Cloud Enables Business Agility, Scalability and Cost Optimization

In highly volatile markets, business organizations follow strategies to explore new opportunities. These strategies will be based on agility, flexibility and developing capacities to scale up or down to stay ahead of competitors. Cloud computing service models promote business growth because they promote business agility due to advantages such as scalability and cost savings.

Cloud computing in any of its forms viz, IaaS, PaaS, or SaaS enables organizations to minimize their complexities in running their own infrastructure. According to Gartner, IT service industry is constantly facing challenges from two opposing areas – Business and IT. On the one hand, business organizations demand new and innovative systems to engage customers, gain new markets and promote efficient partner interactions. On the other, there is a constant demand for reliable and efficient IT services to handle business demands efficiently. Cloud based services due to their scalable nature can be considered an ideal solution to tackle both these challenges.

To understand how cloud can enable business agility, we consider one business example. Suppose the sales and marketing team identifies one new opportunity to be capitalized quickly, there is an immediate need for new systems and applications which normally takes over 3 or 4 weeks to setup, by which time the opportunity could be lost. Cloud models provide on-demand IT resources rapidly to make available the network infrastructure along with applications which can be used by the organization immediately to gain value. When this opportunity ceases the resources can be de-scaled, thus saving cost in investing and maintaining new hardware.

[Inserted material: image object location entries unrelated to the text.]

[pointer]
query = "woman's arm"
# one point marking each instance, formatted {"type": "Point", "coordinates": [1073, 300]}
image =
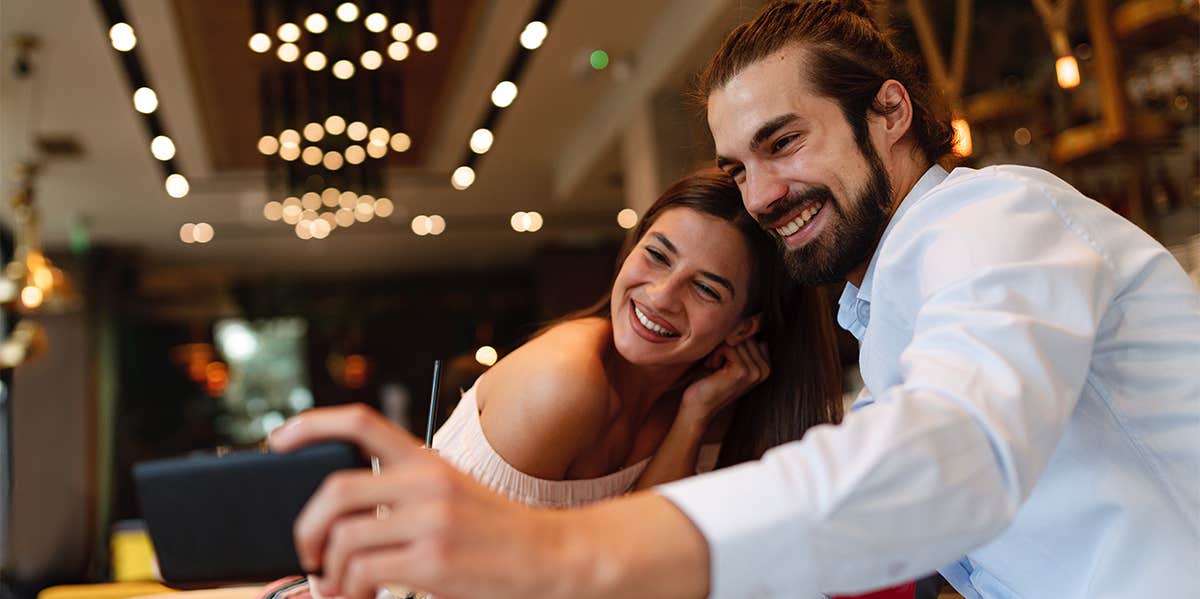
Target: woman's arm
{"type": "Point", "coordinates": [702, 406]}
{"type": "Point", "coordinates": [547, 402]}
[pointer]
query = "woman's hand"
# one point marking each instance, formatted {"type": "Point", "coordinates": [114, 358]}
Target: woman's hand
{"type": "Point", "coordinates": [439, 531]}
{"type": "Point", "coordinates": [447, 534]}
{"type": "Point", "coordinates": [738, 370]}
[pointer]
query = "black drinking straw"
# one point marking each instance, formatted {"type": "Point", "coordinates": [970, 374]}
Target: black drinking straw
{"type": "Point", "coordinates": [433, 402]}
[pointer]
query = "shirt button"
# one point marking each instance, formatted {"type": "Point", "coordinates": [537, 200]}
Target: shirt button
{"type": "Point", "coordinates": [864, 312]}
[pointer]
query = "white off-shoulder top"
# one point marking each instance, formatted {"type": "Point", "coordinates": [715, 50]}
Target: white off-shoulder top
{"type": "Point", "coordinates": [462, 443]}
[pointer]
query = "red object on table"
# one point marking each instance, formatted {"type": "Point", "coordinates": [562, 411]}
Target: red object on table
{"type": "Point", "coordinates": [901, 592]}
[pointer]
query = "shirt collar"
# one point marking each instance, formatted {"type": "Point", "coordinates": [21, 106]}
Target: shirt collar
{"type": "Point", "coordinates": [852, 294]}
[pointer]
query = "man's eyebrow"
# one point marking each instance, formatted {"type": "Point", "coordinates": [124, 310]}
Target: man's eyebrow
{"type": "Point", "coordinates": [769, 129]}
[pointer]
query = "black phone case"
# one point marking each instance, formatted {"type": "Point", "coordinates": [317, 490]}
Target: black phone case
{"type": "Point", "coordinates": [231, 517]}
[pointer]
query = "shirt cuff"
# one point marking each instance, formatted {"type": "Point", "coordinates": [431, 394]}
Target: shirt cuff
{"type": "Point", "coordinates": [756, 541]}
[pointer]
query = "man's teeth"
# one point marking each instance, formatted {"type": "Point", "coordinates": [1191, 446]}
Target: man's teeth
{"type": "Point", "coordinates": [649, 324]}
{"type": "Point", "coordinates": [799, 221]}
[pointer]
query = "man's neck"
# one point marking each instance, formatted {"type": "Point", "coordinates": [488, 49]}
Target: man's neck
{"type": "Point", "coordinates": [904, 179]}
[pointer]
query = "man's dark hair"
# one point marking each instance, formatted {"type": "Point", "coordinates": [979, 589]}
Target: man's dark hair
{"type": "Point", "coordinates": [847, 60]}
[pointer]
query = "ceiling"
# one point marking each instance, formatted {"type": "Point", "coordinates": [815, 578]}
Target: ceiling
{"type": "Point", "coordinates": [557, 148]}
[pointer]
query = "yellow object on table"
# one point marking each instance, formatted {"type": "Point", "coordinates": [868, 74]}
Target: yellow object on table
{"type": "Point", "coordinates": [133, 559]}
{"type": "Point", "coordinates": [103, 591]}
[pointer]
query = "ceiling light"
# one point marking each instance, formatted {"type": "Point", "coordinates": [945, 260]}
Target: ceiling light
{"type": "Point", "coordinates": [145, 101]}
{"type": "Point", "coordinates": [329, 197]}
{"type": "Point", "coordinates": [333, 160]}
{"type": "Point", "coordinates": [268, 145]}
{"type": "Point", "coordinates": [520, 222]}
{"type": "Point", "coordinates": [343, 69]}
{"type": "Point", "coordinates": [288, 33]}
{"type": "Point", "coordinates": [288, 52]}
{"type": "Point", "coordinates": [421, 225]}
{"type": "Point", "coordinates": [627, 219]}
{"type": "Point", "coordinates": [384, 208]}
{"type": "Point", "coordinates": [486, 355]}
{"type": "Point", "coordinates": [121, 36]}
{"type": "Point", "coordinates": [481, 141]}
{"type": "Point", "coordinates": [462, 178]}
{"type": "Point", "coordinates": [401, 142]}
{"type": "Point", "coordinates": [348, 12]}
{"type": "Point", "coordinates": [316, 23]}
{"type": "Point", "coordinates": [371, 60]}
{"type": "Point", "coordinates": [535, 222]}
{"type": "Point", "coordinates": [504, 94]}
{"type": "Point", "coordinates": [533, 35]}
{"type": "Point", "coordinates": [311, 201]}
{"type": "Point", "coordinates": [426, 41]}
{"type": "Point", "coordinates": [162, 148]}
{"type": "Point", "coordinates": [402, 31]}
{"type": "Point", "coordinates": [376, 22]}
{"type": "Point", "coordinates": [261, 42]}
{"type": "Point", "coordinates": [313, 132]}
{"type": "Point", "coordinates": [177, 185]}
{"type": "Point", "coordinates": [357, 131]}
{"type": "Point", "coordinates": [203, 233]}
{"type": "Point", "coordinates": [335, 125]}
{"type": "Point", "coordinates": [273, 210]}
{"type": "Point", "coordinates": [321, 228]}
{"type": "Point", "coordinates": [315, 60]}
{"type": "Point", "coordinates": [397, 51]}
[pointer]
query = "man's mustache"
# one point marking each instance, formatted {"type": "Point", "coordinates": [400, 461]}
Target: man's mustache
{"type": "Point", "coordinates": [793, 201]}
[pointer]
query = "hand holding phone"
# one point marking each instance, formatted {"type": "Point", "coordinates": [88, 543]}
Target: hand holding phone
{"type": "Point", "coordinates": [231, 517]}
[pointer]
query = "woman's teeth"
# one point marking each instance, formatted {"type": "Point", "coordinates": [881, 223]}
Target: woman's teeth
{"type": "Point", "coordinates": [799, 221]}
{"type": "Point", "coordinates": [649, 324]}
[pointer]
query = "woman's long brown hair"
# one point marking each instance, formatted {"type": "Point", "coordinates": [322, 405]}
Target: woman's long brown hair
{"type": "Point", "coordinates": [804, 387]}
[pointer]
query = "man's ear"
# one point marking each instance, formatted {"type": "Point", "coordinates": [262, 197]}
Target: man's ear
{"type": "Point", "coordinates": [897, 120]}
{"type": "Point", "coordinates": [744, 329]}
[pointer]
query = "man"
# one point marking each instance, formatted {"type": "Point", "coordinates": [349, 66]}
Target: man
{"type": "Point", "coordinates": [1030, 355]}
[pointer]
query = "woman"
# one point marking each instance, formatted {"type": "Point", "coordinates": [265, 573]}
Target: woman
{"type": "Point", "coordinates": [625, 393]}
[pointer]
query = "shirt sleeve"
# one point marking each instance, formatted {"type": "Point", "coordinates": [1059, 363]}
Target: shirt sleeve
{"type": "Point", "coordinates": [1007, 300]}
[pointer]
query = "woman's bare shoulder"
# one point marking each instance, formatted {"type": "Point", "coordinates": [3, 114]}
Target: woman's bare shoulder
{"type": "Point", "coordinates": [549, 401]}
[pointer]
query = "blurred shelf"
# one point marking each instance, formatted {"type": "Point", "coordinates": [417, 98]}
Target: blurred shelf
{"type": "Point", "coordinates": [995, 105]}
{"type": "Point", "coordinates": [1087, 139]}
{"type": "Point", "coordinates": [1156, 22]}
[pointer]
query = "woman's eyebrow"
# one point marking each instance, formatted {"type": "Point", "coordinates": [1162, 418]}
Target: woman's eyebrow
{"type": "Point", "coordinates": [718, 279]}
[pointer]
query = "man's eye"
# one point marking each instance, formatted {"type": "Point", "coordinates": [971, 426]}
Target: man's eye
{"type": "Point", "coordinates": [781, 143]}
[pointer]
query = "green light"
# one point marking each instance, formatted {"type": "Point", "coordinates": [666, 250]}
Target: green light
{"type": "Point", "coordinates": [599, 60]}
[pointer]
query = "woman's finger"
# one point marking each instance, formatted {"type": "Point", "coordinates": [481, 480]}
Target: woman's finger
{"type": "Point", "coordinates": [354, 423]}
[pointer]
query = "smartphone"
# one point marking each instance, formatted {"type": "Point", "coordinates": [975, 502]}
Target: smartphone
{"type": "Point", "coordinates": [221, 519]}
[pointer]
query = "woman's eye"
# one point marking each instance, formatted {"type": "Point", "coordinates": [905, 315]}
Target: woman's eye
{"type": "Point", "coordinates": [708, 292]}
{"type": "Point", "coordinates": [657, 256]}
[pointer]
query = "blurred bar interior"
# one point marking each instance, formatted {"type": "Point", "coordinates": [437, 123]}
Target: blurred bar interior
{"type": "Point", "coordinates": [220, 214]}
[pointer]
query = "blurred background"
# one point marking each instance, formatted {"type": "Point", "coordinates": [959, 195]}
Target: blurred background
{"type": "Point", "coordinates": [219, 214]}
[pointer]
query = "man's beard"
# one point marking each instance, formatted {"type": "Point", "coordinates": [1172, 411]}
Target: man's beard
{"type": "Point", "coordinates": [849, 238]}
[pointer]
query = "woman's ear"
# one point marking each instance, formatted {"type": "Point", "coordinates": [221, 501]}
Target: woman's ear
{"type": "Point", "coordinates": [744, 329]}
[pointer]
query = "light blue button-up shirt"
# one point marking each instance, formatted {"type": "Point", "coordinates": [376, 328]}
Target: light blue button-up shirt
{"type": "Point", "coordinates": [1032, 367]}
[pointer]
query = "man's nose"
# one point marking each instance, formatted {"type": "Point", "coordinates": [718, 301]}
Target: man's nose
{"type": "Point", "coordinates": [762, 190]}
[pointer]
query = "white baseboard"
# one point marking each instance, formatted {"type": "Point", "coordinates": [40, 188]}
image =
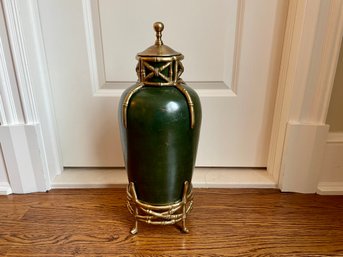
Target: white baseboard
{"type": "Point", "coordinates": [331, 179]}
{"type": "Point", "coordinates": [5, 188]}
{"type": "Point", "coordinates": [202, 178]}
{"type": "Point", "coordinates": [330, 188]}
{"type": "Point", "coordinates": [302, 157]}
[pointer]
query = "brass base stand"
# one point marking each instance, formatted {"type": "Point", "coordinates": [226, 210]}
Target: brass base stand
{"type": "Point", "coordinates": [159, 214]}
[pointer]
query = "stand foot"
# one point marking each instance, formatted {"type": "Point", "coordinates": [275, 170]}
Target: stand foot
{"type": "Point", "coordinates": [160, 214]}
{"type": "Point", "coordinates": [134, 230]}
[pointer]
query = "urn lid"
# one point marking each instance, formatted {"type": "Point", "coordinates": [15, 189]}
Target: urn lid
{"type": "Point", "coordinates": [159, 65]}
{"type": "Point", "coordinates": [159, 49]}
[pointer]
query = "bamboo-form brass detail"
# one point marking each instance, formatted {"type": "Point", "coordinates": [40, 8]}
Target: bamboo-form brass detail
{"type": "Point", "coordinates": [127, 101]}
{"type": "Point", "coordinates": [160, 214]}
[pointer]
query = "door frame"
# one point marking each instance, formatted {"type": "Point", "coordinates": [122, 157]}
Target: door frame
{"type": "Point", "coordinates": [310, 53]}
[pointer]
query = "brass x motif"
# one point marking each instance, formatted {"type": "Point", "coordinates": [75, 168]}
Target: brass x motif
{"type": "Point", "coordinates": [158, 71]}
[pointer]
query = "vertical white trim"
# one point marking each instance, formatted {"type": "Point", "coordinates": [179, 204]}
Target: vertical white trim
{"type": "Point", "coordinates": [20, 55]}
{"type": "Point", "coordinates": [5, 188]}
{"type": "Point", "coordinates": [11, 109]}
{"type": "Point", "coordinates": [313, 34]}
{"type": "Point", "coordinates": [23, 160]}
{"type": "Point", "coordinates": [39, 145]}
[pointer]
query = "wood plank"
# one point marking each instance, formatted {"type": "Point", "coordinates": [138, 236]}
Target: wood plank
{"type": "Point", "coordinates": [224, 222]}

Organizations desiring to be agile tend to be more elastic in their approach in responding to changing market needs quickly and cloud models due to their elasticity allows organizations to innovate and experiment with minimum financial impact. Hence, business agility is the ability to capitalize on new potential opportunities much more quickly than competitors. According to one study done by HBR analytic services in 2014, companies are adopting cloud computing to increase business agility and gain competitiveness.

Cloud computing due to its ability to scale plays a key role fostering business agility. Scalability refers to functioning efficiently in changed business contexts. For example, consider an e-commerce portal selling gift items and life style products that performs around 2000 transactions per week on the average. The same portal can experience a rapid surge in the number of hits going up to 2 million transactions during festive season. In order to handle such sudden rise in volume, the servers, storage and network needs to scale upwards automatically to handle transactions easily. Cloud models provide automatic scaling or de-scaling of servers, storage and network bandwidth to handle large volumes efficiently. Likewise, again when the demand is low, the cloud bandwidth will adjust itself to the volume of data. Therefore, clouds helps to converge different business processes through rapid provisioning of resources (storage, compute, network, etc.) to handle changes in size or volume of data to fulfill changing business needs driven by external environments.

Cost optimization in cloud is another area for discussion within business circles. Cloud computing models do not require spending money on purchase of new hardware or there is no capital expenditure involved instead, the money spent in using a cloud service model is known as operating expenditure. There are two payment models offered by cloud service providers. One is known as pay-per-use model where the consumer is charged for utilizing a resource for a specified duration. Pay-per-use can be any type of resource such as hardware, software, or application (for example, storage in GB, CPU, network bandwidth, etc.). In this model the consumer pays for each resource utilized. The advantage here is that when the resource is not utilized or needs to scale down it can be returned back to the data center and no charges are billed to the consumer.

The other model is fixed price model where the consumer pays a fixed amount for certain amount of unit resources for a time period (normally in months or a year). Fixed price model is also known as subscription model. In the subscription model the consumer also pays for resources that are not actually used or consumed. This is seen as wastage of resource and cost. The company depending on its business need can choose the most appropriate pricing model in order to benefit from operating costs. It may also be noted that pay-per-use model is dynamic where the prices are changed according to resource purchased.

In addition to pricing, cloud computing optimizes cost to a large extent because the benefits of agility are more profound and substantial in the long run than mere cost savings. The scalable nature of cloud computing in its service delivery model along with the integration of external information sources caters to business growth efficiently. Cloud computing technologies with their service models is a true enabler for organizations to achieve business agility, scalability and cost optimization.